DEMs (digital elevation models) are of critical importance in different areas such as land use planning, infrastructural project management, soil science, hydrology and flow direction studies. Across greater spatial scales, their usage is the key for contouring topographic and relief maps. A DEM represents the bare surface, eliminating all natural and artificial features, while the digital surface model (DSM) captures both natural and artificial features of the environment. DSM is of significant interest for applications such as environmental planning, map updating, or building detection. Ground filtering is the removal of the points belonging to the above-ground objects in order to retrieve ground points to be used in generating DEM. DEM can be effectively obtained from LIDAR or digital photogrammetry. Lidar point clouds have great success in representing the objects they belong to; but since the Lidar data acquisition is still a costly process, using point clouds generated by the photogrammetric process to produce DSM is a reasonable alternative. Since DSM represents the information of surface of the land objects and is also affected by ground slope, it cannot be useful lonely for interpreting the data; therefore, to make optimal use of it, a distinction is required between the land and non-land pixels. On this basis, due to the large volume of the high-resolution images and with regard to complex urban structure, a fast yet simple and accurate method is desirable.
Material & Methods
Based on the filtering algorithms, the provided digital surface model is classified into ground and off-ground pixels. For all the off-ground pixels, the closest ground point is assumed to be the relevant low point, thus, through the height difference of the off-ground point with the assigned ground point, the so-called normalized height is computed. However, most of the filtering algorithms are mainly developed to filter Lidar data and will require the adjustment of a number of complex parameters to achieve high accuracy. At the same time, the processing time, degree of effectiveness in different scenes, and degree of automation of these methods are also important. Scene details and topographical complexity, for example in urban areas, make the filtering process even more challenging. For optimal results, users should try to adjust various parameters until they find the desired filtering result, which is a time-consuming and costly process. Due to the lack of a comprehensive study on the efficiency, automation, and computational complexity of different filtering methods on the points cloud obtained from photogrammetry, in this study, different and most widely used algorithms in this field of study were compared with each other. The studied methods were analyzed in terms of class filtering quality, processing time (execution time), scene complexity, and number of algorithm parameters (indicating the degree of user involvement in data processing to determine the amount of automation). Results of this analysis can be useful in order to better understanding the performance of filtering methods on the DSM obtained from high resolution images (dense point clouds from aerial and UAV images). In addition, it can be suitable for different users according to the parameters of time, hardware, scene type, and output accuracy.
Result & Discussion
Ground filtering is essential for DEM generation. In this paper, for ground filtering, at first, a suitable algorithm was selected and, after setting the initial parameters, they were applied to the point clouds. Comparing the obtained results, it can be seen that in the building class with sloping roofs, Morph and ATIN methods performed better, but in buildings with flat roofs, only Morph method had good accuracy. In the mono-tree class, the Morph and ATIN methods in Metashape software were able to perform the separation well, and in the tree row class, both methods performed well. The ATIN method in Metashape software was able to differentiate the road class more accurately than other methods. It also performed well in the river class. Therefore, according to the results of this study, if the goal is to identify high tolls in urban areas, due to the lower computational cost of the Morph method than the ATIN method, the Morph method is recommended. But if the goal is to produce good quality DTM, the ATIN method will be the priority.

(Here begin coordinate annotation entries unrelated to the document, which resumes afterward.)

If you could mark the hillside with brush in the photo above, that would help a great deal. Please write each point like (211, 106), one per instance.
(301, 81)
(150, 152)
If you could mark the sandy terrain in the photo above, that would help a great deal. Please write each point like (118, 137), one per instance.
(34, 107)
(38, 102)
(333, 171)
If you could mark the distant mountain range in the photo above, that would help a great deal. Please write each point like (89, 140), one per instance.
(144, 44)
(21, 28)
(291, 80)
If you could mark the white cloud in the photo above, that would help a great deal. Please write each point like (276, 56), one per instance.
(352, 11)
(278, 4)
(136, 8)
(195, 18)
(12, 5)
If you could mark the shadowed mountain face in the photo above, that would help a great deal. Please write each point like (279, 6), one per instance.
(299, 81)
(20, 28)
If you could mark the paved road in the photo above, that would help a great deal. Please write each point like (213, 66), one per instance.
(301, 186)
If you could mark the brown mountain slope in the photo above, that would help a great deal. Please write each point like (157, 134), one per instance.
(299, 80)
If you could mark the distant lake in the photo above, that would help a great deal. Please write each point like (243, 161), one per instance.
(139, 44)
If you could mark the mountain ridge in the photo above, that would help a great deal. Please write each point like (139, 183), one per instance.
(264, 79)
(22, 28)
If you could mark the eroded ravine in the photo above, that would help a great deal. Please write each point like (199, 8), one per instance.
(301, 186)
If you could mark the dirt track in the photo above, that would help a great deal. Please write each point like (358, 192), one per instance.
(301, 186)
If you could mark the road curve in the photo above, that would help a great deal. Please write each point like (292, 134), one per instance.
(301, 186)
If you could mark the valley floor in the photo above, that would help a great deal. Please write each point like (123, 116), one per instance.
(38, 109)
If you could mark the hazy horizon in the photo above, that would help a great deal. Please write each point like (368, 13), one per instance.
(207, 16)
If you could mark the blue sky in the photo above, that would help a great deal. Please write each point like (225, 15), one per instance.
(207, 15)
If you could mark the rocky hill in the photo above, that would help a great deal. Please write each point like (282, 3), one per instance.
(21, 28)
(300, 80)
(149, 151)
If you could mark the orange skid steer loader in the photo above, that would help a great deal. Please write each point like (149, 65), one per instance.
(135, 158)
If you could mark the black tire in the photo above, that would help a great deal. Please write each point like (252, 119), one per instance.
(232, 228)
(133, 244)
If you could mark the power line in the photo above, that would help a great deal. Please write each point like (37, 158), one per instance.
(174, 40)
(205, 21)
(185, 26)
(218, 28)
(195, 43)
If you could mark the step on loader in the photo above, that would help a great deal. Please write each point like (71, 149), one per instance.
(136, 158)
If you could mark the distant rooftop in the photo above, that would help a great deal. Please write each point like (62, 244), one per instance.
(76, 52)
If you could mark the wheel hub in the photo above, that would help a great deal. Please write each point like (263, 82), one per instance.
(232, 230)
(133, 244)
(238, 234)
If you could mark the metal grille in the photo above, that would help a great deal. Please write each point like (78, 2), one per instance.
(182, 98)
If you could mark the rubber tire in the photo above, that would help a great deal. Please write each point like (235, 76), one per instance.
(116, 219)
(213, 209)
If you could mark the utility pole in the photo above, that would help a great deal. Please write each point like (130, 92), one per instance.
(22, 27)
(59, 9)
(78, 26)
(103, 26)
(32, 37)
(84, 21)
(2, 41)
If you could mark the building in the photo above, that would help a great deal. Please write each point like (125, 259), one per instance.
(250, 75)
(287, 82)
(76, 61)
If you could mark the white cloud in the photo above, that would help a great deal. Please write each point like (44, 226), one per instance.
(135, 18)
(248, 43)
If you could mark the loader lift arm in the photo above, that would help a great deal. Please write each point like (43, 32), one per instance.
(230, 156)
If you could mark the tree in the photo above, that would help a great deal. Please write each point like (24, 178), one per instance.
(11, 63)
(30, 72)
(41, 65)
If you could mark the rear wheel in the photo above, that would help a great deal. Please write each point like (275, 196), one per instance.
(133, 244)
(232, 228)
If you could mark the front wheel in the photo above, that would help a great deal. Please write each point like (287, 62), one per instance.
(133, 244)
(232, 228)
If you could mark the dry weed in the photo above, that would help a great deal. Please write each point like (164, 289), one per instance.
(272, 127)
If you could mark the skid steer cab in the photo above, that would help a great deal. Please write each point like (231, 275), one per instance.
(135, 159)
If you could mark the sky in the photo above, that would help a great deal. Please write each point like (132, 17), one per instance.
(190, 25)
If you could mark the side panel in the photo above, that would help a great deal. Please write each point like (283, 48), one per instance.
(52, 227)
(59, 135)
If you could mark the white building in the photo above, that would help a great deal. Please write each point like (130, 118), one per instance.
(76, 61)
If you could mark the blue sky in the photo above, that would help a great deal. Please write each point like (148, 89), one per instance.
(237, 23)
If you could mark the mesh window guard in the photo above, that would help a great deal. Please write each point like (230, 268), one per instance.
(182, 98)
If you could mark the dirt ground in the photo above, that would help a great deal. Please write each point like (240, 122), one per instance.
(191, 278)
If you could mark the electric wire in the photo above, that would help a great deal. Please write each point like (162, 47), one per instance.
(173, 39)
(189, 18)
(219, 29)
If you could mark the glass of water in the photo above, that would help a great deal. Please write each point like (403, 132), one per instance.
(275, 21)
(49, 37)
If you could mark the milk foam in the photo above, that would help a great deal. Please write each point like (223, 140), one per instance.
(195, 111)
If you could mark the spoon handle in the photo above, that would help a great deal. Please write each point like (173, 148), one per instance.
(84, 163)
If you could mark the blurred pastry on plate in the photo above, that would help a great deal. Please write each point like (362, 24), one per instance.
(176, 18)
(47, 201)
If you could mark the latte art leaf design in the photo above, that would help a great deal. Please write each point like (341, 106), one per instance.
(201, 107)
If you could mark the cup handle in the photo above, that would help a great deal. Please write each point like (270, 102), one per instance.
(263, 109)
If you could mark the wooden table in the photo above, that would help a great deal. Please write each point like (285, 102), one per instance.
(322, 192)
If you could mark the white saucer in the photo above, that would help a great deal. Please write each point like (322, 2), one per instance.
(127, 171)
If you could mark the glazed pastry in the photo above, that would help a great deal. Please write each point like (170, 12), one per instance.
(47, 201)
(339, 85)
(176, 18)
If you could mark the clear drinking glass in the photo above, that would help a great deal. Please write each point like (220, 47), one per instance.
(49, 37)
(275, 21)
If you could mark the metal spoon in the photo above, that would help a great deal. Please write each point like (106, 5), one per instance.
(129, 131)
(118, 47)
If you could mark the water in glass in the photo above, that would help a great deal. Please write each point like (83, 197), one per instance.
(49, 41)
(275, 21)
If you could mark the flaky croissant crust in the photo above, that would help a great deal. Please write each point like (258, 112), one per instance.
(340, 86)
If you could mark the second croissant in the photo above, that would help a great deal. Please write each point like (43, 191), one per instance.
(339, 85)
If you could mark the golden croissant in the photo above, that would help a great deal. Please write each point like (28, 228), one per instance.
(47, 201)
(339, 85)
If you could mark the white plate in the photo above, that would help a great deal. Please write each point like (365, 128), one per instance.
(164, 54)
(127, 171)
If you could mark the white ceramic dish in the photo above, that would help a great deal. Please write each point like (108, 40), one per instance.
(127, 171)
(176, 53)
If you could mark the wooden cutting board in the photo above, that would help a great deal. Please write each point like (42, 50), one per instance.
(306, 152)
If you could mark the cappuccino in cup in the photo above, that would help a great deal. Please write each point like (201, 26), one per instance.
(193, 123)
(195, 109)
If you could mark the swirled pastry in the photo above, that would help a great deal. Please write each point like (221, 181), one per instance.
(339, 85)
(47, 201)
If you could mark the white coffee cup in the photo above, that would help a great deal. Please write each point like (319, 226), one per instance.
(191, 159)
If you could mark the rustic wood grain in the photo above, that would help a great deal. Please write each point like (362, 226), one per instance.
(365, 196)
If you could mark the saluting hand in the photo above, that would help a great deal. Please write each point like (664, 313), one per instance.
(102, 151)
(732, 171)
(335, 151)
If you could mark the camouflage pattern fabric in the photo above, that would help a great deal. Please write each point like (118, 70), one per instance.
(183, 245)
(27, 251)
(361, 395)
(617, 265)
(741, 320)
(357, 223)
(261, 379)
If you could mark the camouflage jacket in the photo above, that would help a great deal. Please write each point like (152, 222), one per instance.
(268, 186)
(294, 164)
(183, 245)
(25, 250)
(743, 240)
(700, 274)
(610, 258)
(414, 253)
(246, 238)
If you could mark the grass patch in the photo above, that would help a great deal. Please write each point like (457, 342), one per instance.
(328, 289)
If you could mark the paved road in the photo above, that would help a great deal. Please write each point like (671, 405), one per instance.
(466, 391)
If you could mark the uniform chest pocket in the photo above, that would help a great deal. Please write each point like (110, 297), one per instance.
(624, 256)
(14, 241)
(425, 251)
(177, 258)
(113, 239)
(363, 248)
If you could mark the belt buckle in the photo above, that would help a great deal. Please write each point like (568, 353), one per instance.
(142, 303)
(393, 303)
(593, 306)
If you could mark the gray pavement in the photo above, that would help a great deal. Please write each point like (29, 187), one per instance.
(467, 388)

In this research, ATIN, ETEW, MLS, MORPH1D, and MORPH2D algorithms for land extraction were evaluated. Thus, first the algorithms were examined on the test data and, then, the results were analyzed with the ground true images. In this study, five filtering methods were examined and compared on three images of urban areas, which included various natural and human-made features, including streets, trees, and buildings. The data were related to the digital aerial imagery taken by Intergraph/ZI DMC sensor in Vaihingen city, Germany. DSM data sets were defined on the grid with the ground resolution of 9°cm. Comparing the results of all the three data sets, it can be seen that the difference in accuracy between the one- and two-dimensional morphology algorithms was very small and they had similar performance. In terms of processing time, the ATIN method had longer execution time than other methods and the ETEW method had shorter execution time than other algorithms. Also, the number of algorithm parameters indicated the degree of user participation in data processing. Therefore, due to the point that the ETEW algorithm had fewer parameters, its degree of automation was higher than other algorithms. Comparing and reviewing the results obtained from the test data demonstrated that MLS and ETEW algorithms had the lowest efficiency in the urban area. On the other hand, in features such as buildings with sloping roofs, single trees, and tree rows, two ATIN and Morph algorithms provided favorable results. According to the obtained results, the suitable algorithm was Morph algorithm for flat-roofed buildings and ATIN algorithm for road and parking. In general, it is recommended to use the Morph algorithm for urban and small areas due to time savings and less effective parameters.